The nuclear age dawned in the 1940s when scientists learned how to release the energy stored within the atom. Once the Soviet Union developed weapons based around this new energy source there was a heightened concern surrounding the world’s destruction; as a result, the Bulletin of the Atomic Scientists magazine developed a symbol of nuclear danger known as the Doomsday Clock.

First unveiled in 1947, the proximity of the clock’s minute hand to midnight – or catastrophic destruction – has been the magazine’s method of predicting the potential of nuclear war. During its first year the minute hand was 7 minutes away from midnight. The closest to midnight the clock has ever gotten was 2 minutes to midnight (11:58) when, in 1953, the United States and the Soviet Union tested thermonuclear devices within nine months of one another. In 1991 the minute hand was set 17 minutes to midnight (11:43) when the US and USSR signed the Strategic Arms Reduction Treaty, thereby ending the four-decade old Cold War.  As of this writing it's 11:55.  Do you know where your kids ar - ah, never mind.


The new dimensions of nuclear war terrified the American people, prompting Congress, in 1950, to create the Civil Defense Administration, which brought public fallout shelters, the Emergency Broadcast System, and food stockpiles to the American public. Perhaps the most memorable aspect of the Cold War civil defense efforts were the educational efforts made or promoted by the government. Civil defense classes became standard in public schools where students learned about radiation and basic survival techniques from a nuclear attack. A lot of this education came in the form of public safety films, including the infamous 1951 children's film, Duck and Cover, seen by millions of schoolchildren in the 1950s.  And what better place to duck and/or cover than Marshall's post office.

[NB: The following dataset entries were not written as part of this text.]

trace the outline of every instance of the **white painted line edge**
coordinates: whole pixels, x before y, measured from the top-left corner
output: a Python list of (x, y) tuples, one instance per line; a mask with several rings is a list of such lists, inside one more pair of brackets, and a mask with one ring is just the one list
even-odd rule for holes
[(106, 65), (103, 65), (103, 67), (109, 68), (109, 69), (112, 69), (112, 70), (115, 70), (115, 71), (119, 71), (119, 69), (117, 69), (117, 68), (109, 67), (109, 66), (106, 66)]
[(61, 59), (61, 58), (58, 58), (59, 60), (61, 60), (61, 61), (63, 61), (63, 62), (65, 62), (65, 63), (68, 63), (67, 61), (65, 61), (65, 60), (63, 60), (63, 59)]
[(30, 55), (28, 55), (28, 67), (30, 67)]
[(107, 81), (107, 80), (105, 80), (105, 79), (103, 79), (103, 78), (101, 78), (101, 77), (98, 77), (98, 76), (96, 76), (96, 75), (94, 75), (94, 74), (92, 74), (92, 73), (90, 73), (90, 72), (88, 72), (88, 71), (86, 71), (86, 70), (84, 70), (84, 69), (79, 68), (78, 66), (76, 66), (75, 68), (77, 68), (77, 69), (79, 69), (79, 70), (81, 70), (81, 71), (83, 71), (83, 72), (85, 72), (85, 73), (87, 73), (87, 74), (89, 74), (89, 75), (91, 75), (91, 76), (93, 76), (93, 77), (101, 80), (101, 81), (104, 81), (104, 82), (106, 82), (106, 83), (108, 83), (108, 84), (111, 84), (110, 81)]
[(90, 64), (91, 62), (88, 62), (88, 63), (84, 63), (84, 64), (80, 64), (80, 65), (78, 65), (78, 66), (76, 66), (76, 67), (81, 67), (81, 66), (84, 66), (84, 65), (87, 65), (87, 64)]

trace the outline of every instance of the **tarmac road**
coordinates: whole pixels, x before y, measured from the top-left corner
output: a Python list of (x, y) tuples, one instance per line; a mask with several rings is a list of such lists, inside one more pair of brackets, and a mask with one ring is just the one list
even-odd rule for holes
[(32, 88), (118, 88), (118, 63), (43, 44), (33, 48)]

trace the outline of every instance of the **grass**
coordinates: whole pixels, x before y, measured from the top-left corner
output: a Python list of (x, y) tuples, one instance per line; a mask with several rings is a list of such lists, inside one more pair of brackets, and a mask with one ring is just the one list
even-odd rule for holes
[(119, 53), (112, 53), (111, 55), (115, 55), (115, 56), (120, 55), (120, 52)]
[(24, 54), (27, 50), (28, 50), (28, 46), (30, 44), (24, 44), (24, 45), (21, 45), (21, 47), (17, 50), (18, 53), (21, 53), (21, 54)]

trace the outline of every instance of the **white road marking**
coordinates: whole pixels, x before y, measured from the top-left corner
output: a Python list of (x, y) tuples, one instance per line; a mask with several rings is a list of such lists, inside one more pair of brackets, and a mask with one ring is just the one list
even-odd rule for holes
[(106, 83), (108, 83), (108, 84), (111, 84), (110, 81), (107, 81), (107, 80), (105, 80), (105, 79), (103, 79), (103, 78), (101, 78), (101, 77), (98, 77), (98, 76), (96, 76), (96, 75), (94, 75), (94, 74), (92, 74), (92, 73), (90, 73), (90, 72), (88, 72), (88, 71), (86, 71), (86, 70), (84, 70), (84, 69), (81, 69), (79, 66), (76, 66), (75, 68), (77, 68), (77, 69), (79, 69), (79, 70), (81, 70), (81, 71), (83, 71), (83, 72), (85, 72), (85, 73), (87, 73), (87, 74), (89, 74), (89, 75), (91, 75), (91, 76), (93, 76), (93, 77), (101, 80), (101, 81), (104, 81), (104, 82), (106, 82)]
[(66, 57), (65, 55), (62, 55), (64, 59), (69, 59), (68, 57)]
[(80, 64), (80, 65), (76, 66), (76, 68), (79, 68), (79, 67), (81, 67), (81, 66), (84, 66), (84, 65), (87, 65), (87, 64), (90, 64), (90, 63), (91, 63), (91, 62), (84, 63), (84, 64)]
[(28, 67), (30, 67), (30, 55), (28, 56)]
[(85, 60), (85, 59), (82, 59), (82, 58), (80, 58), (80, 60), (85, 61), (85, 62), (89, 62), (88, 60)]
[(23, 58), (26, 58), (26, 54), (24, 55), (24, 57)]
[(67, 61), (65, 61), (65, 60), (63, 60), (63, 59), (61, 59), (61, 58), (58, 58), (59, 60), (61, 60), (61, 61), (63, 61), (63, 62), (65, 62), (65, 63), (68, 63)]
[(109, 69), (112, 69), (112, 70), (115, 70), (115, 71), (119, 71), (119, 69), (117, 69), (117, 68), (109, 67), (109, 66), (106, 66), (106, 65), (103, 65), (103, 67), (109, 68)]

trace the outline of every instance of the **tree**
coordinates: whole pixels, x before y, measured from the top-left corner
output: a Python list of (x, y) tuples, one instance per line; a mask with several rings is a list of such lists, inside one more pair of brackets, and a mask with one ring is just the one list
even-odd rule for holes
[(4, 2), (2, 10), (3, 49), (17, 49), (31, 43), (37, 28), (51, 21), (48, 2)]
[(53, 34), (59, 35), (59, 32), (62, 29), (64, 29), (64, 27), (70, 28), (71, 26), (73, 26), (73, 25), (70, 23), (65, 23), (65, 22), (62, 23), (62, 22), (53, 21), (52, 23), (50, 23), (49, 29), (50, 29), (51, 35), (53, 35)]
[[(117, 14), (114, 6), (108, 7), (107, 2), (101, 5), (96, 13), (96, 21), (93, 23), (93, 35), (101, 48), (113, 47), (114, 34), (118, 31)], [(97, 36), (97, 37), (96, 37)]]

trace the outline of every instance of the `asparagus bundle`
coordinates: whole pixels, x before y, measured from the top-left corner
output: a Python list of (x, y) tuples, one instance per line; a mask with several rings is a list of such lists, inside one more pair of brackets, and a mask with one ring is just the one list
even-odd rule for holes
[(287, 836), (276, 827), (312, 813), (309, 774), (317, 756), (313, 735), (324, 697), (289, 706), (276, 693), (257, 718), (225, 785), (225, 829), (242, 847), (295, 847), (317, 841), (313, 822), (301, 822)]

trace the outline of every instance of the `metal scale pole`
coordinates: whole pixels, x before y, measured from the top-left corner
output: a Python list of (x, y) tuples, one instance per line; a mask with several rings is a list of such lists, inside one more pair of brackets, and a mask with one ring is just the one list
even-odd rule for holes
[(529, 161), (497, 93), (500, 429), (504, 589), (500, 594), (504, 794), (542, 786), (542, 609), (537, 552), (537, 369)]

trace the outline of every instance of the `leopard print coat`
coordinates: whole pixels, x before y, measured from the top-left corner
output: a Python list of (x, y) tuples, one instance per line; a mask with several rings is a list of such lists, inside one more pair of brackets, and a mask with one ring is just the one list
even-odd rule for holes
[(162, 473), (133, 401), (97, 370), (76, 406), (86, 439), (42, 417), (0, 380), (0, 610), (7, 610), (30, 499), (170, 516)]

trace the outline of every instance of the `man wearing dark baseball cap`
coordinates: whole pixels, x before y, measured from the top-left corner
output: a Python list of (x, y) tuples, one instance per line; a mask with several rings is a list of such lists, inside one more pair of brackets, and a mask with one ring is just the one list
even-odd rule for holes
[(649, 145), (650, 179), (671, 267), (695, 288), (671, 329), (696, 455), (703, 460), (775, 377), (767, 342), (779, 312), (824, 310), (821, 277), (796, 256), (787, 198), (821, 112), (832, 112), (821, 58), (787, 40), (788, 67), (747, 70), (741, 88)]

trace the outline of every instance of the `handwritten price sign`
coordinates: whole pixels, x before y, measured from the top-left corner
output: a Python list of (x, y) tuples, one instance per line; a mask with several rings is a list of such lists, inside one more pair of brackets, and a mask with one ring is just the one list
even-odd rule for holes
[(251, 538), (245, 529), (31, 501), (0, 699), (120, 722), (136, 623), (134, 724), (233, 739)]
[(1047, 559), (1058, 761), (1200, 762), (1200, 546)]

How much of an influence the symbolic Doomsday Clock had on Bellairs is uncertain – perhaps the phrase brought to mind a mundane shelf clock with sinister and supernatural powers that later manifested as the Izard’s clock?

We’re also not sure how thickly rumors about nuclear power were swarming about when John was a boy – he does take a crack at the power of uranium in a chapter of Saint Fidgeta and Other Parodies that’s a parody of teaching materials for a Catholic grade school [107] – but the concept of doomsday devices popped up in literature and art during the 20th Century when world destruction (or at least the eradication of all human life) was a credible scenario.